As the rapids of Christ’s love flow out of the city, so the nations stream into the city, joining the Bride, exalting the Bride, becoming the Bride, ready for the love of her King.
My vision. Isaiah’s vision. John’s vision. God’s vision.
To what degree does this vision represent pure possibility—a choice we can pursue or reject? To what degree is it the eternally planned choice of God? How do our choices and God’s plan intersect? And for how long will God pursue the dream?

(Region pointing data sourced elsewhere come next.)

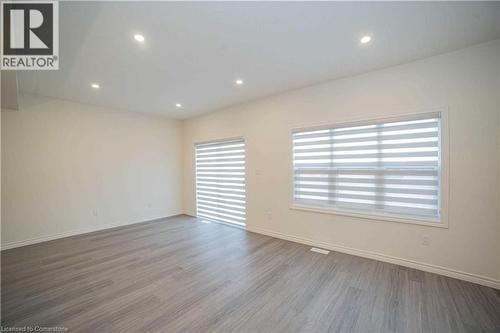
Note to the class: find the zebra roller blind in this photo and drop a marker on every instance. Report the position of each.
(220, 181)
(381, 168)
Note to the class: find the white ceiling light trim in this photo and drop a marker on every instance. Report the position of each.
(365, 39)
(140, 38)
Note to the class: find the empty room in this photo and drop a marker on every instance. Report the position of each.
(250, 167)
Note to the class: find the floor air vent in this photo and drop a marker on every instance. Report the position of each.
(315, 249)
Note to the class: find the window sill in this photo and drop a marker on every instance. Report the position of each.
(377, 217)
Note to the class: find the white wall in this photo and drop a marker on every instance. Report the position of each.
(467, 82)
(69, 168)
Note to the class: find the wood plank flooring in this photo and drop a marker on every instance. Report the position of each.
(180, 275)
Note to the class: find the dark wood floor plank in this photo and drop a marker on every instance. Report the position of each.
(180, 275)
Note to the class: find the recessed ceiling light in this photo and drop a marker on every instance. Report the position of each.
(365, 39)
(139, 38)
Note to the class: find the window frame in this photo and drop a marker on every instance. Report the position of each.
(442, 222)
(234, 138)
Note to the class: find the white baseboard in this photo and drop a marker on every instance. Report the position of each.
(11, 245)
(474, 278)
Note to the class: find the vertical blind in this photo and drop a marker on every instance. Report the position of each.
(220, 181)
(384, 168)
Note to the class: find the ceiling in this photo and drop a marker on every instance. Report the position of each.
(194, 52)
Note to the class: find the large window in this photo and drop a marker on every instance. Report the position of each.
(378, 168)
(220, 181)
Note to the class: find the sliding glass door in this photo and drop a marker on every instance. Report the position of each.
(220, 181)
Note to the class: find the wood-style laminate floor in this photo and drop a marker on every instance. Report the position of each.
(181, 275)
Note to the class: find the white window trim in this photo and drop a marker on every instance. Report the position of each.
(444, 176)
(241, 226)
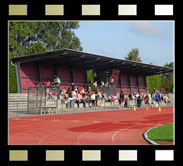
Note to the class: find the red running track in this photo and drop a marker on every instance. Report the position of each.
(119, 127)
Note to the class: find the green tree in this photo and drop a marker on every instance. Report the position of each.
(133, 55)
(35, 37)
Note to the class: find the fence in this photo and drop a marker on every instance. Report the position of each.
(63, 106)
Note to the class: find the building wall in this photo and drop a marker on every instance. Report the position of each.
(125, 83)
(29, 75)
(132, 82)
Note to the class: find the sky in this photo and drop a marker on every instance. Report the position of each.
(154, 39)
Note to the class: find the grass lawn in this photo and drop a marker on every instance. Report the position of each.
(162, 133)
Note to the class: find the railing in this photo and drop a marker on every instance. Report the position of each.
(15, 107)
(70, 106)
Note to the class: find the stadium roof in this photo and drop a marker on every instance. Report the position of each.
(68, 57)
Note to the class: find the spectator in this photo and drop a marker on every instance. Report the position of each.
(121, 99)
(56, 81)
(157, 97)
(125, 101)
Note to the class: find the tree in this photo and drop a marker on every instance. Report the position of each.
(133, 55)
(35, 37)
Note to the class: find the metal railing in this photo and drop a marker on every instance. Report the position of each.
(70, 106)
(15, 107)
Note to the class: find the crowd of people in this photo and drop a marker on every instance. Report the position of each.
(93, 95)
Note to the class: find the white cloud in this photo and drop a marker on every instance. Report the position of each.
(148, 29)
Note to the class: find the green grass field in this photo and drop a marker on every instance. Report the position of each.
(162, 133)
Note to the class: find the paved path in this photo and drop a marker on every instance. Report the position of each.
(117, 127)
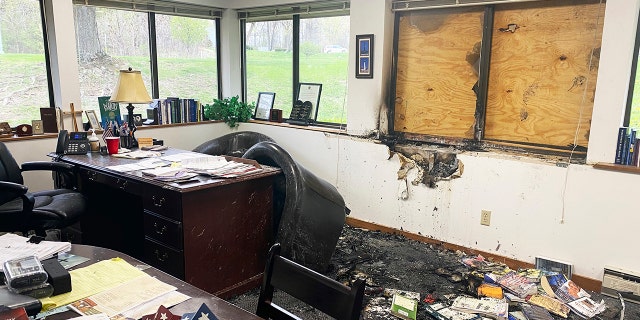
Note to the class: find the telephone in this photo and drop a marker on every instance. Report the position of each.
(72, 143)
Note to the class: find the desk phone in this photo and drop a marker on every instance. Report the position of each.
(72, 143)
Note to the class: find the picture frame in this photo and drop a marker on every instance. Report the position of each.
(364, 56)
(264, 105)
(93, 119)
(310, 92)
(37, 126)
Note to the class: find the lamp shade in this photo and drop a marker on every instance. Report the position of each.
(130, 88)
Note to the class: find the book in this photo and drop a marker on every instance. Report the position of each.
(49, 119)
(489, 307)
(404, 307)
(518, 285)
(622, 134)
(631, 143)
(109, 111)
(442, 311)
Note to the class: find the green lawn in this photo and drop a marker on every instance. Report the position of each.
(181, 77)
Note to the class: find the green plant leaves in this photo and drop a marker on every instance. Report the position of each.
(230, 110)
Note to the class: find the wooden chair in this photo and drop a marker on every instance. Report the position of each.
(323, 293)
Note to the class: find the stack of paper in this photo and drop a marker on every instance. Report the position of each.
(570, 293)
(15, 246)
(489, 307)
(518, 285)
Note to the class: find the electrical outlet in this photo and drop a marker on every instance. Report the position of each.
(485, 217)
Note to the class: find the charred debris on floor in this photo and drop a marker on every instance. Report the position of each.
(392, 264)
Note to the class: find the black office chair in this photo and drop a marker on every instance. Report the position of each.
(232, 144)
(323, 293)
(22, 211)
(309, 212)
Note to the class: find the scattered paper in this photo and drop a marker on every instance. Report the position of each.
(15, 246)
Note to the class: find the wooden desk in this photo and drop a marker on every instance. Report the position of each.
(214, 234)
(222, 309)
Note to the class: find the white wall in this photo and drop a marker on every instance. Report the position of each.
(576, 214)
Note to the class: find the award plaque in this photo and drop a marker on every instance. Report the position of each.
(300, 113)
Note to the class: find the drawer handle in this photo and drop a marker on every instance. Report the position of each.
(160, 231)
(122, 184)
(161, 257)
(157, 202)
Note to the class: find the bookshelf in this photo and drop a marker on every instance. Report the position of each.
(617, 167)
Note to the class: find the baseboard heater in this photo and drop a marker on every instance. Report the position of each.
(627, 283)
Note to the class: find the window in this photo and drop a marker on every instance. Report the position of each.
(24, 85)
(109, 40)
(269, 61)
(176, 53)
(324, 58)
(307, 44)
(506, 74)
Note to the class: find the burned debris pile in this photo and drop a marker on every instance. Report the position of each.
(447, 282)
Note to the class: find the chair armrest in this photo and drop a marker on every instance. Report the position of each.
(12, 190)
(15, 189)
(48, 166)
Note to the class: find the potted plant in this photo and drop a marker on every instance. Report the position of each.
(230, 110)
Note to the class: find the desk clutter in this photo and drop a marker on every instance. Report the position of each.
(187, 166)
(107, 289)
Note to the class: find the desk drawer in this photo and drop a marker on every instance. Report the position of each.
(164, 258)
(162, 229)
(163, 202)
(123, 184)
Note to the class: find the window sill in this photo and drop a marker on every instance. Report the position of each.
(616, 167)
(310, 128)
(7, 138)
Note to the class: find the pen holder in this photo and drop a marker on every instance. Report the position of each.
(127, 142)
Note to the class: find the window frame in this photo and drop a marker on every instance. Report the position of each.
(321, 9)
(181, 10)
(632, 78)
(478, 142)
(47, 53)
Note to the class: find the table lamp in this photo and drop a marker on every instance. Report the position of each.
(130, 89)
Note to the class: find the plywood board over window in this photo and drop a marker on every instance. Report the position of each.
(542, 78)
(438, 52)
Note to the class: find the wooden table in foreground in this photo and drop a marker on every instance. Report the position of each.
(222, 309)
(212, 233)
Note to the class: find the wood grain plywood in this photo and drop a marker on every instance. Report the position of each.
(543, 72)
(436, 52)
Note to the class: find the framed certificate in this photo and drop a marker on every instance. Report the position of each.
(264, 105)
(310, 92)
(37, 126)
(364, 56)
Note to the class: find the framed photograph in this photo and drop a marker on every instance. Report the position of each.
(264, 105)
(93, 119)
(364, 56)
(37, 126)
(310, 92)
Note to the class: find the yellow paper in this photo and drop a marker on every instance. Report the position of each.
(93, 279)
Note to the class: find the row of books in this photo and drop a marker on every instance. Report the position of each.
(627, 147)
(176, 110)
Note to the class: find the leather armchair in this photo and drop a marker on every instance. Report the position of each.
(23, 211)
(309, 212)
(232, 144)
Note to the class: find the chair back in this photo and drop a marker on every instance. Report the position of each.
(317, 290)
(9, 168)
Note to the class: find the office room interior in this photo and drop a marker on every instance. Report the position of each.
(540, 206)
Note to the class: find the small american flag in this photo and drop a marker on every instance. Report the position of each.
(108, 132)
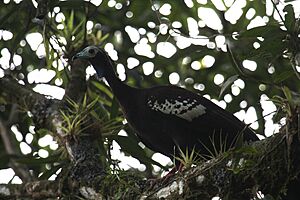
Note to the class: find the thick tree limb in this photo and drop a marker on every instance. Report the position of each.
(265, 166)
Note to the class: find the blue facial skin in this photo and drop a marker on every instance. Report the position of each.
(99, 70)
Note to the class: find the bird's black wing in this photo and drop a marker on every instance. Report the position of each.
(194, 109)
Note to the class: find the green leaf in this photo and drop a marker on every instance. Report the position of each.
(290, 20)
(114, 109)
(227, 83)
(287, 93)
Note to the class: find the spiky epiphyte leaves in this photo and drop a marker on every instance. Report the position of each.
(75, 118)
(187, 157)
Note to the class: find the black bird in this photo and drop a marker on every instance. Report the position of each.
(167, 118)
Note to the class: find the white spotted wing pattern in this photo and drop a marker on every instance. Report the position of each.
(184, 108)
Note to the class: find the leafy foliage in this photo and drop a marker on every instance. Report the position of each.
(126, 29)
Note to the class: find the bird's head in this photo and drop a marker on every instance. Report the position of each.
(97, 57)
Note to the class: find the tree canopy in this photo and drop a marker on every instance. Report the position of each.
(243, 55)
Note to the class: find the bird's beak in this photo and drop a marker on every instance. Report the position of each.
(80, 55)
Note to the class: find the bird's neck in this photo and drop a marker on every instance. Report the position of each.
(119, 88)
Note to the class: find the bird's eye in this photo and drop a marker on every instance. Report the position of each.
(91, 51)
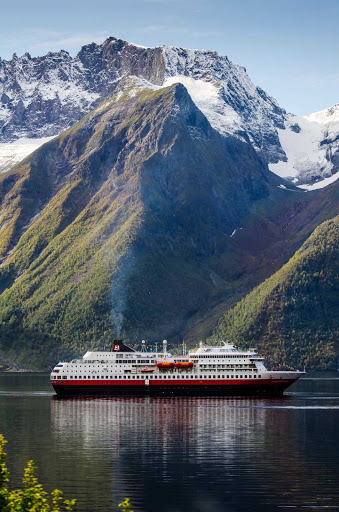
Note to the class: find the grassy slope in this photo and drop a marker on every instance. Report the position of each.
(122, 197)
(293, 315)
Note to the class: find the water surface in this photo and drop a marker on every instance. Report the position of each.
(178, 454)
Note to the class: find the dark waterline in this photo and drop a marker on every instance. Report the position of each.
(178, 454)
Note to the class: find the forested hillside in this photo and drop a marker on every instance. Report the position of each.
(293, 315)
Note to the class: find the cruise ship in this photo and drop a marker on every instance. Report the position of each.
(208, 370)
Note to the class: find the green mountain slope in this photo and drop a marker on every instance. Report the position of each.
(140, 221)
(111, 228)
(293, 315)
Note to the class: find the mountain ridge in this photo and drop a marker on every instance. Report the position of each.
(42, 96)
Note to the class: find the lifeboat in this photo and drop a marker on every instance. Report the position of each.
(165, 365)
(184, 364)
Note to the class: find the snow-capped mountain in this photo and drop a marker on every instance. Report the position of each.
(311, 144)
(40, 97)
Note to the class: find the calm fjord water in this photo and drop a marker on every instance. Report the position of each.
(178, 454)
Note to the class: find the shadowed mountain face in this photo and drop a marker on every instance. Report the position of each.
(293, 315)
(142, 221)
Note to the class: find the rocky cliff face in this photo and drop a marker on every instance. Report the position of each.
(127, 224)
(43, 96)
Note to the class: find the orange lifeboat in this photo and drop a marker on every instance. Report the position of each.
(165, 365)
(184, 364)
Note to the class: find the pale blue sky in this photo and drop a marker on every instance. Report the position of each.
(289, 47)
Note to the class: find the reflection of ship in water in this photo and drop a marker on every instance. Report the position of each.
(207, 371)
(142, 447)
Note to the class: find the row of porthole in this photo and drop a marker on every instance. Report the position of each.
(162, 377)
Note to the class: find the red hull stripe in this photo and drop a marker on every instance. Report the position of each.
(162, 382)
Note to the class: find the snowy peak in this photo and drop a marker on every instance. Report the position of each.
(42, 96)
(327, 116)
(231, 102)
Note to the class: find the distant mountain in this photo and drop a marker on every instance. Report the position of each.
(311, 144)
(40, 97)
(121, 225)
(153, 214)
(293, 315)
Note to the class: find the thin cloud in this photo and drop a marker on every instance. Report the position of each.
(315, 79)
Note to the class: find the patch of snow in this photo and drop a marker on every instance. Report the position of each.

Julian of Norwich, the great mystic and doctor of the church, saw that end in her Revelations of Divine Love, through which she received this hope of assurance from Christ:
There is a deed that the blessed Trinity shall do on the last day, and when that deed shall be done, and how it shall be done, is unknown to all creatures under Christ, and shall be until it has been done…. This is the great deed ordained by our Lord God from eternity, treasured and hidden in his blessed breast, known only to himself, and by this deed he shall make all things well; for just as the Holy Trinity made all things from nothing, so the Holy Trinity shall make all well that is not well.
Bradley Jersak, Her Gates Will Never Be Shut (Wipf & Stock, 2009), 178-9.